Q: Why was there such a delay between deals after Audax invested in [Miami-based] Gastro Health in 2016?

LM: It's a couple things. Audax was early in the game. When Audax makes a move in physician investment, a lot of other investors take notice. They were also early in a lot of the other physician practice investments, like dermatology.

There've been so many private equity groups that have had success in specialty physician plays. In dermatology, ophthalmology and dental and I think naturally, they look to other sectors where the same value-creation opportunities exist, and where their investment theses or playbook would work well. GI was a pretty natural extension.

Q: Across the nation it seems these PE groups are targeting their own standalone regions. Why is this?

LM: Investors find geographic density a compelling proposition. You get a lot better leverage out of your cost. As you gain regional density, it gives you more clout with payers, who tend to be regionally focused.

It also allows you — as you're acquiring smaller, less sophisticated practices — to get the benefit of all the ancillary services that the platform already offers, but which the add-ons do not. That's been the primary rationale and will continue to be one of the key things for all of these investments.

Q: Will there come a time when two PE groups look to invest in the same market?

LM: They'll start bumping into each other at some point. I know there are a couple other groups in Texas that are pursuing transactions, so you could theoretically have several Texas-based platforms. But there's still a tremendous amount of white space. Even having two or three platforms in the same state will not impede their ability to be successful.
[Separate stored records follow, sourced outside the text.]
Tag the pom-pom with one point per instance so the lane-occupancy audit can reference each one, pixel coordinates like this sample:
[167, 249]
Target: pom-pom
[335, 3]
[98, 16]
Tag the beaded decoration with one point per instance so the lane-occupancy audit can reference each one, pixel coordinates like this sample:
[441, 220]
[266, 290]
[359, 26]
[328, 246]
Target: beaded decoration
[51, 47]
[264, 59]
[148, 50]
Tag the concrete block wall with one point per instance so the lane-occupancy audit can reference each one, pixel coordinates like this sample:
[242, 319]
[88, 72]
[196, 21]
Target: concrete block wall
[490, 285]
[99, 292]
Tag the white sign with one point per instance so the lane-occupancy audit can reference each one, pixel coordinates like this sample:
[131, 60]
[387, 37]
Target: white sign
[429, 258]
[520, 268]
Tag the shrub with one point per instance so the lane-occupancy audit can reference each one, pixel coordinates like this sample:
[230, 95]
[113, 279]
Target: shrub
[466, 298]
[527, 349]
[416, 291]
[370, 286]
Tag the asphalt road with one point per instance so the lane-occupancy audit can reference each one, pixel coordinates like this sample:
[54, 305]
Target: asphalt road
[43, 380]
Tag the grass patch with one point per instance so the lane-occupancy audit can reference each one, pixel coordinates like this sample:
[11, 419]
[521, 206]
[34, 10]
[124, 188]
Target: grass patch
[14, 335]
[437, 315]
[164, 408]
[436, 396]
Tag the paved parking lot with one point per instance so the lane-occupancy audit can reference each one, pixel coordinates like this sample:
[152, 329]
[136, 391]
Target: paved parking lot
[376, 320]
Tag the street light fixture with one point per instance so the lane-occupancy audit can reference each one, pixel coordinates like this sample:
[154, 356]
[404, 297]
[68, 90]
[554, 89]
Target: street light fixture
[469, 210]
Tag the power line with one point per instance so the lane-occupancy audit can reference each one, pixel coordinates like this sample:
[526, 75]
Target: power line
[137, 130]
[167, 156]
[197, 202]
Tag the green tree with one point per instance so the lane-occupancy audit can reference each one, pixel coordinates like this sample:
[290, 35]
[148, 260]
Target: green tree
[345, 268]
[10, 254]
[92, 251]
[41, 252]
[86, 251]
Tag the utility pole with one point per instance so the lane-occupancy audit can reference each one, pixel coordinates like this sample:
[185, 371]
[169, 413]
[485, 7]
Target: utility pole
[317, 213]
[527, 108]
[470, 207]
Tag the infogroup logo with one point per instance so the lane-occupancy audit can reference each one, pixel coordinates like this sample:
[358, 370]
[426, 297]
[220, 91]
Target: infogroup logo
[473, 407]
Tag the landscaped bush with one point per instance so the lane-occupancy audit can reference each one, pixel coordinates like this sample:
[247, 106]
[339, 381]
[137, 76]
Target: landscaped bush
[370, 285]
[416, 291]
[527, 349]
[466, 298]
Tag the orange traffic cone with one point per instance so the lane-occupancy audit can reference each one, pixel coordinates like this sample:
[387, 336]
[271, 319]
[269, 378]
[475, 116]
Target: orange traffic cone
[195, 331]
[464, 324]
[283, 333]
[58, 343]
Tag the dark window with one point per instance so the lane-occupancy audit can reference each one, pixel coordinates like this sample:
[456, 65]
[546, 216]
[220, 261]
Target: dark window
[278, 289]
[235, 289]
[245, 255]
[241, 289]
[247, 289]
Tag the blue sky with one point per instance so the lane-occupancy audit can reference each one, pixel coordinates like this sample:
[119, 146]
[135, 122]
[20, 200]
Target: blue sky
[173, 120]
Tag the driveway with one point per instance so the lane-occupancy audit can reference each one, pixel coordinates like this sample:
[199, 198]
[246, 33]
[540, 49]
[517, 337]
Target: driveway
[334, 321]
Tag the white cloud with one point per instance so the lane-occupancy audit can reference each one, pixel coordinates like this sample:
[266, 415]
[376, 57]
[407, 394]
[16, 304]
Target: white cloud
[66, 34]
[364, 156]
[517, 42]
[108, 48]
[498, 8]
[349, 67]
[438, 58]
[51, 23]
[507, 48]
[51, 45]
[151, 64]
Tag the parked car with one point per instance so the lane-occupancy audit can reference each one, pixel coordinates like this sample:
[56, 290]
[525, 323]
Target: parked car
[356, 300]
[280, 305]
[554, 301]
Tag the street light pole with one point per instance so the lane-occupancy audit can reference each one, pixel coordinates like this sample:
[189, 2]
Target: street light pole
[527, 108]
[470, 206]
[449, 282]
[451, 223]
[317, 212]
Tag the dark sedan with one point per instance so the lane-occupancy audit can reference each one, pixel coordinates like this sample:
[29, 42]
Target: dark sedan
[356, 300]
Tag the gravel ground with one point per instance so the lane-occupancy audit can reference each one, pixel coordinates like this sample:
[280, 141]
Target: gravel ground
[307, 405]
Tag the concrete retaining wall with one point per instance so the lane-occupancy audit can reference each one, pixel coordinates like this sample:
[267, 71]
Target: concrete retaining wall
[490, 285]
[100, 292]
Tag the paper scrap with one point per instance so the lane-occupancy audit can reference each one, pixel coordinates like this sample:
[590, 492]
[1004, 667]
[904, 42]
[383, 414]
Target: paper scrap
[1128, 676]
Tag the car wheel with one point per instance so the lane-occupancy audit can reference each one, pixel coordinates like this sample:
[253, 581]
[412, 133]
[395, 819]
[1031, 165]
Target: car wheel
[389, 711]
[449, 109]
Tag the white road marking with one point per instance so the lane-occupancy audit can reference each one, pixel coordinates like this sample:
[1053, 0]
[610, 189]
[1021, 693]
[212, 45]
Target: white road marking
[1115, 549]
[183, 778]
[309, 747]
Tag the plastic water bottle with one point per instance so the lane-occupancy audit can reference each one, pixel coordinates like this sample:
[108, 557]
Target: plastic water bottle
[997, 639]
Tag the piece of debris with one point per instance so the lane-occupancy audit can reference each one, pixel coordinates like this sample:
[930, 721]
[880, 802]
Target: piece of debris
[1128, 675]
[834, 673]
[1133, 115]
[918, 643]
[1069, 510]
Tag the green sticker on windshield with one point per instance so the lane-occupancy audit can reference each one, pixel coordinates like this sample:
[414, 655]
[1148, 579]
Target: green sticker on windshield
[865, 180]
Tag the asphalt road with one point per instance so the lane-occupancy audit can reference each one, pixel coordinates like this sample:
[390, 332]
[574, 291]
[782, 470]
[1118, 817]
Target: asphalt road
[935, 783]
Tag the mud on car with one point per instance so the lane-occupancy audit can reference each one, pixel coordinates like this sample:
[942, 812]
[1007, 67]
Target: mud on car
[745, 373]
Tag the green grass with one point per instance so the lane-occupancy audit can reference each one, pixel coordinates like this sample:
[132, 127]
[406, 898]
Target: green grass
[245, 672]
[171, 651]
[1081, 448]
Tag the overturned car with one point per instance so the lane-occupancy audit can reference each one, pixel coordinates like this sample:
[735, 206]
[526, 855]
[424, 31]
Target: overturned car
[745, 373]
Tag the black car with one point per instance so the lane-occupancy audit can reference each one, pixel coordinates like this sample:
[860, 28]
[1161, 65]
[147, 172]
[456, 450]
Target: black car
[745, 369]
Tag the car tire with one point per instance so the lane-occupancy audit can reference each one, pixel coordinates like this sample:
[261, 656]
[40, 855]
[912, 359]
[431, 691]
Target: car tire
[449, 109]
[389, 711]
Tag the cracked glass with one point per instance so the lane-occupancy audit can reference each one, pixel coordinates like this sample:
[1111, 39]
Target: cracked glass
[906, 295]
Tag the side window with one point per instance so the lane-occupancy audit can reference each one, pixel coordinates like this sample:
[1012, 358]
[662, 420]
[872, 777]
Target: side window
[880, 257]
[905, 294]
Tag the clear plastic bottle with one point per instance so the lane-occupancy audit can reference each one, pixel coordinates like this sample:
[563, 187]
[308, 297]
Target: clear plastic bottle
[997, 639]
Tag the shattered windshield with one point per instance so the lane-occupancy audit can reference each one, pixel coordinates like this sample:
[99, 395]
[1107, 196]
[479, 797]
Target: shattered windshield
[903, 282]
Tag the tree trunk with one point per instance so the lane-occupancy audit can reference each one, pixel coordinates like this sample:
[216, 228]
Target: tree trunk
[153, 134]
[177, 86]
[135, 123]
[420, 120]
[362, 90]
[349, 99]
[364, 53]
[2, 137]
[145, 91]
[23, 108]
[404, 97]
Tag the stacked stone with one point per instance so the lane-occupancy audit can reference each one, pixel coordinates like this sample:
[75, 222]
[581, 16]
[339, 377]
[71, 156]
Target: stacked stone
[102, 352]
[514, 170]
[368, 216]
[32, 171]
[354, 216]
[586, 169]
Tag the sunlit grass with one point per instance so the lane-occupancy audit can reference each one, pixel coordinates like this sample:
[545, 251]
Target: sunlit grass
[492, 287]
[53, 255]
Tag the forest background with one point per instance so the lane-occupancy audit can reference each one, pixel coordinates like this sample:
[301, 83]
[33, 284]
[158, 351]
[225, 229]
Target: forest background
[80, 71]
For example, in dermatology there are five different PE-backed dermatology platforms in Florida. If you look at dental there are multiple states that have multiple PE-backed platforms. Each one of these platforms has a slightly different model, slightly different approach, slightly different market position. Just because they're in the same market doesn't mean they're competing head-to-head. They're most likely serving different patient bases.

Q: Through this most recent deal, Amulet Capital Partners merged three practices in its investment. Are deal formats like this common?

LM: You will see it occasionally. A lot of physician practices really believe in the benefits of scale. A lot of them have a competitor who they're friendly with and respect. They've never been able to merge historically, and they need an outside party to come in and bring capital and get the integration done.

I also think a lot of the GI groups out there, even if they're a good size, are somewhat subscale in the view of private equity. So combining a few groups from the get-go allows the GI groups to better invest in post-close integration and infrastructure and to expand their senior management teams.